We then enjoy the delight that is ‘Lord Hereford’s Knob,’ which somewhat surprisingly, has two parking areas on it and is around 1300ft high, very impressive. The knob is question is actually in the Black mountains in Herefordshire, and the song is (I think) a lament around the movement of the ‘chattering classes’ into Hebden Bridge. It also mentions Pen-y-Gent, one of the ‘3 Peaks’. I have one simple word of advice if anyone suggests to you that it would be a good idea to ‘do’ the 3 Peaks – don’t.
The highlight of the album is ‘On the ‘Roids’ – a brilliantly observed tune about just how many muscle-bound, meat-headed freaks we have to deal with in our day-to-day lives. It starts on a Sunday morning football pitch and moves on to feature a bouncer called ‘Bruiser Mchuge’ – brilliant.
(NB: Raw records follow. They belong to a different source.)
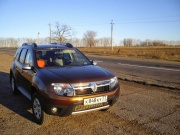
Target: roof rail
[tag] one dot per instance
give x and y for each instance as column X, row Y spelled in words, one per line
column 65, row 44
column 30, row 43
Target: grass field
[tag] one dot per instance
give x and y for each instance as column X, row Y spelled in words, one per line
column 170, row 53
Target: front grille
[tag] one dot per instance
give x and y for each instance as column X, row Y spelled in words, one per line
column 89, row 90
column 89, row 107
column 91, row 87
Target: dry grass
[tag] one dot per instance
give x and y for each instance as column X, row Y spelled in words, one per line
column 170, row 53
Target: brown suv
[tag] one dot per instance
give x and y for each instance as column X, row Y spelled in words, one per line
column 60, row 80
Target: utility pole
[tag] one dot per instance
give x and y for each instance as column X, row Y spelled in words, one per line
column 49, row 32
column 112, row 35
column 38, row 38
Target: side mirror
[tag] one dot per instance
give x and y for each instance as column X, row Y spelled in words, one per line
column 93, row 62
column 26, row 67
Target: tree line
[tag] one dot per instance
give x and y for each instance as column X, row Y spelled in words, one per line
column 64, row 33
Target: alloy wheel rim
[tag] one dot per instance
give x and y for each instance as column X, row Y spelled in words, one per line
column 37, row 108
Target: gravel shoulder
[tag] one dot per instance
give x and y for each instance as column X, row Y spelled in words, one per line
column 140, row 109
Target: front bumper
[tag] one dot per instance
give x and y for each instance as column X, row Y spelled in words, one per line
column 66, row 106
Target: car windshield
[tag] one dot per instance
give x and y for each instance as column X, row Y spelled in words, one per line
column 60, row 58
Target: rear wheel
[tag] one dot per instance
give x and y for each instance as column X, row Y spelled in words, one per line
column 40, row 116
column 13, row 86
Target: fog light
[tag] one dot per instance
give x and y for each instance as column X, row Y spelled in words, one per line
column 54, row 109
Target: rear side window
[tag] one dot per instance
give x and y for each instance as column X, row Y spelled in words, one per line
column 17, row 54
column 22, row 56
column 28, row 59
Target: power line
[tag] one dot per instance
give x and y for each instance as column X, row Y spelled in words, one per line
column 112, row 35
column 49, row 33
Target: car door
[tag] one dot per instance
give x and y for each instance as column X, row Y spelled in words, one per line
column 27, row 75
column 19, row 65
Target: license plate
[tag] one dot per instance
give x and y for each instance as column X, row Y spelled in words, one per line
column 95, row 100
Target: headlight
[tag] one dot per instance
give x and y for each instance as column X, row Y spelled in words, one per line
column 113, row 83
column 63, row 89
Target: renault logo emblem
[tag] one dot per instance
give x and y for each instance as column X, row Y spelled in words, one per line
column 93, row 86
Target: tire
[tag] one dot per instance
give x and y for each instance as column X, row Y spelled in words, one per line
column 13, row 86
column 40, row 116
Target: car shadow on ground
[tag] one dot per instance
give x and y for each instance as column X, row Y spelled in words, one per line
column 16, row 103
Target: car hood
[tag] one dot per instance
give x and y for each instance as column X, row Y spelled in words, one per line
column 75, row 74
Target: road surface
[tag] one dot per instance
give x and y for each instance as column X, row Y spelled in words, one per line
column 159, row 73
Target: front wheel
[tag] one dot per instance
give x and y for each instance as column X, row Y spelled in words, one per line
column 40, row 116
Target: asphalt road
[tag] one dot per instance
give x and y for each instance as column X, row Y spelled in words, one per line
column 159, row 73
column 140, row 110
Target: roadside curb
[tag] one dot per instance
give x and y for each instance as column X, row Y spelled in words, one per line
column 147, row 81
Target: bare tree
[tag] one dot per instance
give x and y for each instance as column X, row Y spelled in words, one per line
column 61, row 32
column 89, row 38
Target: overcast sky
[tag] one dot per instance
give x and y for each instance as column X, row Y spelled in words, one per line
column 138, row 19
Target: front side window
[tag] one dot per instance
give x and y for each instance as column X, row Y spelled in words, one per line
column 61, row 58
column 22, row 56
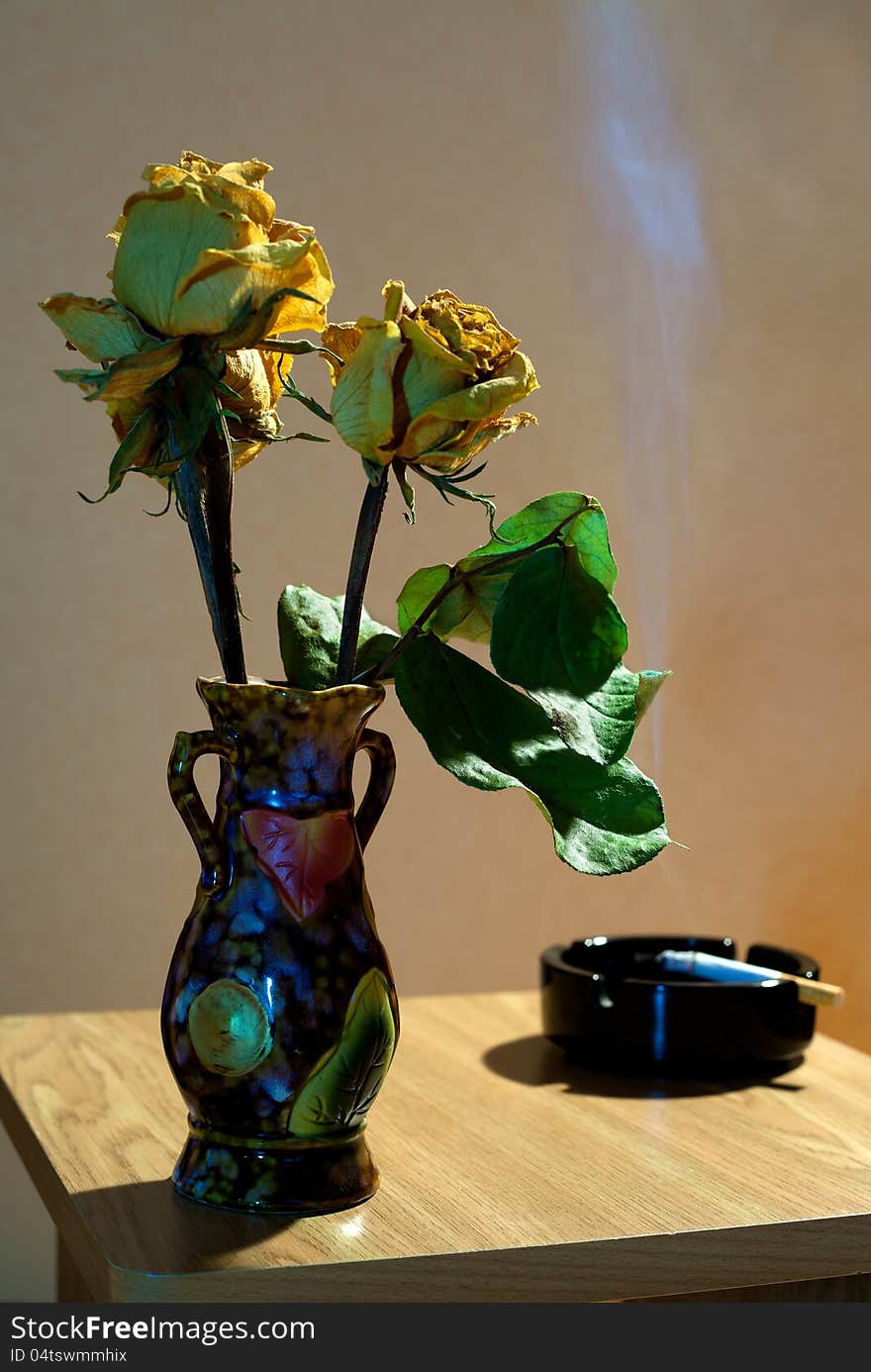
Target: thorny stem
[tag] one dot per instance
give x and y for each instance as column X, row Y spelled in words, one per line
column 219, row 491
column 205, row 487
column 457, row 578
column 358, row 571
‘Petty Session’ arrives and disappears in just over one minute – a kind of up-beat Okey Cokey and bringing us the line ‘I ring up Dial-a-Pizza, I ring up Dial-a-Pizza, I ring up Dial-a-Pizza and say that’s not how I would spell Hawaiian.’ The Barmy Army, including Fat Elvis and the Baby, get a proper shoe-ing in this track – ouch.
The next two tunes pass by pleasantly and the album ends in style with ‘National Shite Day.’ This points out, quite rightly, that Bus Replacement Services should really be called Train Replacement Services and also manages to shoehorn in a line about ‘a man with a mullet going mad with a mallet in Millets.’